| 要旨トップ | 目次 | | 日本生態学会第72回全国大会 (2025年3月、札幌) 講演要旨 ESJ72 Abstract |
一般講演(ポスター発表) P2-101 (Poster presentation)
野生動物の保護管理には、分布全域だけでなく、地域レベルなどの小さいスケールでも集団遺伝的構造を評価し、地域内個体間での遺伝子流動を評価することが重要である。
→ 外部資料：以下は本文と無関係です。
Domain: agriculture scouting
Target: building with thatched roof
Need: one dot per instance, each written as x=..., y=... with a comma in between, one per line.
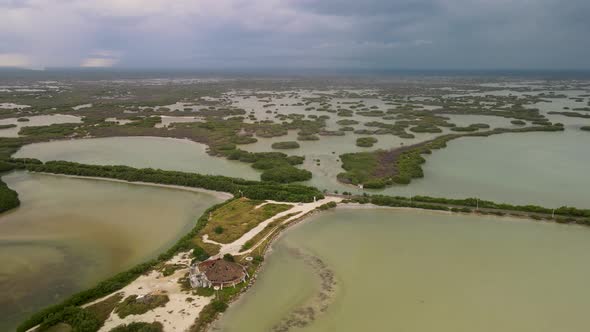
x=217, y=272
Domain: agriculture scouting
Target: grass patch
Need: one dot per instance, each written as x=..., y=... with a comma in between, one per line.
x=139, y=327
x=103, y=309
x=267, y=230
x=238, y=217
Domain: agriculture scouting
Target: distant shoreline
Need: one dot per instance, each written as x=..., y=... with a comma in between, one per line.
x=218, y=194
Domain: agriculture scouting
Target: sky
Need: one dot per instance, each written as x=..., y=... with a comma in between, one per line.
x=210, y=34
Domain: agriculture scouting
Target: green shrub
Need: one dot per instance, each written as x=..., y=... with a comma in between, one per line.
x=285, y=145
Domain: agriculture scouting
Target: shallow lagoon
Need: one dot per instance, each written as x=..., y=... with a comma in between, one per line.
x=69, y=234
x=154, y=152
x=37, y=120
x=419, y=271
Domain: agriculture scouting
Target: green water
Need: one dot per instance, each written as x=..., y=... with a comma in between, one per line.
x=548, y=169
x=37, y=120
x=154, y=152
x=417, y=271
x=69, y=234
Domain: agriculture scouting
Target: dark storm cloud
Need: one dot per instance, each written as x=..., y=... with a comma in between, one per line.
x=297, y=33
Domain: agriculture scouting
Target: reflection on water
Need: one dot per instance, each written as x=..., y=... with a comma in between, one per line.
x=69, y=234
x=419, y=271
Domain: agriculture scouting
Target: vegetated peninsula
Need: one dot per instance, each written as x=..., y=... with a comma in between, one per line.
x=243, y=121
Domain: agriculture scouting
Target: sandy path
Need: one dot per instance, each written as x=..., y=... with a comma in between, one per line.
x=177, y=315
x=299, y=210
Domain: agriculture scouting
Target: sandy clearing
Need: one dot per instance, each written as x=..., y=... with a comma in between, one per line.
x=299, y=210
x=177, y=315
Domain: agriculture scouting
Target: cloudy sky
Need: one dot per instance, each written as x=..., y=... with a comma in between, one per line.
x=396, y=34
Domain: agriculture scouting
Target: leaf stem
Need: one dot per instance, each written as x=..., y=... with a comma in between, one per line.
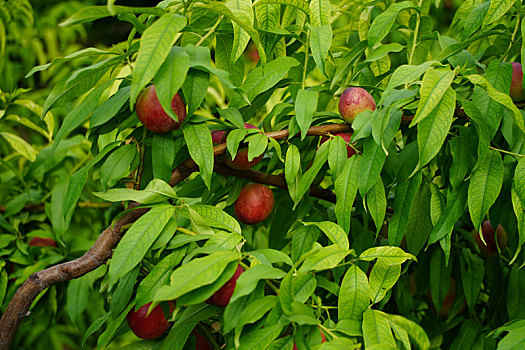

本研究では、長野県のツキノワグマ(Ursus thibetanus)の保護管理施策への活用を見据え、中央・南アルプスの間に位置する信州伊那谷に着目し、地域スケールでのツキノワグマの集団遺伝的構造を評価することを目的とした。1991年から2024年にかけて伊那谷周辺で捕獲された約300個体を対象に、両性遺伝する核DNAのマイクロサテライト領域16座および母性遺伝するミトコンドリア(mt)DNA多型を用いて集団遺伝学的解析を行った。核DNA解析からは、伊那谷を挟み、その東西に位置する中央アルプスと南アルプスで大きく2集団に分かれることがわかり、集団間のF’’STは0.218であった。また中央アルプス集団には北アルプス集団との混合の影響もみられ、遺伝的多様性も南アルプス集団よりも高い傾向にあった。一方、mtDNAでは、2集団間で主要ハプロタイプが異なり、F’’STは0.608と高い集団分化がみられた。また、南アルプス集団の方が、中央アルプス集団よりもハプロタイプ数、遺伝子多様度ともに高かった。これら結果から、信州伊那谷およびそこに展開した都市部、人里は中央・南アルプスのツキノワグマ集団の遺伝的障壁になっており、雌雄の移動分散の違いが示された。伊那谷周辺の人間活動は旧石器時代まで遡り、特に古墳時代以降は畿内中央政権から東国への玄関口、交通の要衝だったことなどの人間活動の歴史もこれら集団遺伝的構造に関係していると考えられる。さらに、これら2集団を別々の管理ユニットとしている長野県の現行の保護管理計画は、集団遺伝学的にも理に適っていることが分かった。